Rotavirus gastroenteritis is the leading cause of diarrhea-associated hospitalizations and death in children younger than 5 years of age. Rotavirus illness is caused by a virus which enters the body by mouth and infects the intestines. It is a particularly hardy and contagious virus, capable of surviving on inanimate surfaces for long periods and spreading readily from child to child and also to adults. Large quantities of virus are shed in the stool both prior and following acute illness which is characterized by fever, vomiting, and watery diarrhea. Illness typically lasts 3-7 days; death may ensue due to severe dehydration. Since the infection is caused by a virus, antibiotics and antiparasitic drugs are ineffective, and care is primarily supportive. Prior to the development of effective vaccines, 80% of children in the U.S. would develop rotavirus gastroenteritis. Elsewhere in developing countries, the numbers were staggering with more than 500,000 deaths occurring annually in children under 5 years old.
The first rotavirus vaccine, RotaShield (Wyeth Laboratories) was licensed in the United States in 1998 but was withdrawn in 1999 due to a suspected association with intussusception, a type of bowel obstruction. In 2006, RotaTeq (GlaxoSmithKline) was FDA approved, followed by Rotarix (Merck) in 2008. Both are live, attenuated, oral vaccines requiring either a 3 dose or a 2 dose series and have shown significant efficacy in the range of 80-90% in middle and high income countries. Prior to 2006 when routine rotavirus vaccination was recommended, rotavirus gastroenteritis was estimated to result in 400,000 visits to physician’s offices, 200,000 visits to Emergency Rooms, 55,000 hospitalizations, and 20-60 deaths annually among children under 5 years of age in the U.S. for an estimated total cost close to $300 million. Since introduction of the vaccine, the impact has been striking; hospitalizations and rotavirus-related Emergency Room visits have decreased by 80%. In addition, by vaccinating infants, serious rotavirus infections among older children and adults have demonstrated similar declines, presumably through the so-called “herd effect” resulting from wide-spread immunization practice. In summary, clinical trials and experience of rotavirus vaccines in middle and high income countries have demonstrated high efficacy against serious rotavirus disease. Rotavirus vaccination works!
Despite the high efficacy rates of RotaTeq and Rotarix vaccines in middle and high income countries, clinical studies consistently demonstrate lower efficacy rates in the range of 37-61% with either vaccine in the lowest income nations where the burden of rotavirus infection is greatest. Such performance is typical of other live oral vaccines in similar populations. The reasons are not completely understood, but factors such as earlier onset of recurrent episodes of infectious diarrhea, different gut microbiome, the presence of neutralizing antibodies, poor nutritional status, and varying circulating rotavirus strains may play a role. Nevertheless, even a moderately effective vaccine can have a huge public health impact when introduced into a population where the burden of disease is great, especially when combined with the herd protection that occurs when most children in an area are vaccinated and immune.
In 2000, the Global Alliance for Vaccines and Immunization (Gavi) was founded as a public-private global health partnership with the intent to improve childhood immunization coverage in poor countries and increase access to new vaccines. By design, Gavi leverages not only financial resources but also expertise to make vaccines more available, affordable, and their provision more sustainable. The two current rotavirus vaccines obtained prequalification by the World Health Organization (WHO) in 2008 which followed with UNICEF procurement of the vaccines through the financial support of Gavi. These vaccines have been introduced in 42 Gavi-eligible countries and in 6 additional countries classified as low and middle income and have had a major impact on rotavirus-associated hospitalizations and deaths in all settings.
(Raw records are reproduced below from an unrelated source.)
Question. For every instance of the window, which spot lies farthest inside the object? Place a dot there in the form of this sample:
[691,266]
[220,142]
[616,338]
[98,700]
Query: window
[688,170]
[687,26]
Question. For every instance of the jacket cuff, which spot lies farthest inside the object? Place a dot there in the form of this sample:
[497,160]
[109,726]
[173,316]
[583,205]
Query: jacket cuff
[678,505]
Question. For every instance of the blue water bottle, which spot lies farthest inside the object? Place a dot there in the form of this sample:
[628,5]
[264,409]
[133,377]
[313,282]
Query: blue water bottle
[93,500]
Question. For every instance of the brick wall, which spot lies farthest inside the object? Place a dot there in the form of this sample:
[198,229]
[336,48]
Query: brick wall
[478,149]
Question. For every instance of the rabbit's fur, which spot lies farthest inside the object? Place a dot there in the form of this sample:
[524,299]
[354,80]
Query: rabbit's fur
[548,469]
According to WHO estimates in 2013, approximately 215,000 children under 5 years of age die each year from vaccine-preventable rotavirus infections with almost half of them in 4 countries: India, Pakistan, Nigeria, and Democratic Republic of Congo. Ten countries account for almost 2/3 of all deaths. It is in this context that findings recently published in the New England Journal of Medicine related to a new vaccine against rotavirus are incredibly encouraging. The study reported by Isanaka et al. was conducted in Niger in Sub-Saharan Africa, a region with the highest rate of death associated with rotavirus disease and where the current cost of vaccines is probably unsustainable and where refrigeration and transportation are unreliable. The new vaccine, BRV-PV (Rotasil), is a live, oral rotavirus vaccine manufactured by Serum Institute of India and is lower in cost relative to existing vaccines and heat stable for as long as 6 months at 104 degrees F. and for 2 years at 98.6 degrees F. In a double-blind, placebo-controlled randomized trial including over 4000 healthy infants, the new vaccine was found to have a calculated efficacy rate of 67% with no apparent short term adverse events. Since existing vaccines are costly and require refrigeration, the new vaccine provides major advantages in resource-constrained countries where the burden of rotavirus is greatest. If further surveillance continues to yield good findings, the new vaccine promises to provide a giant step in the progress against rotavirus.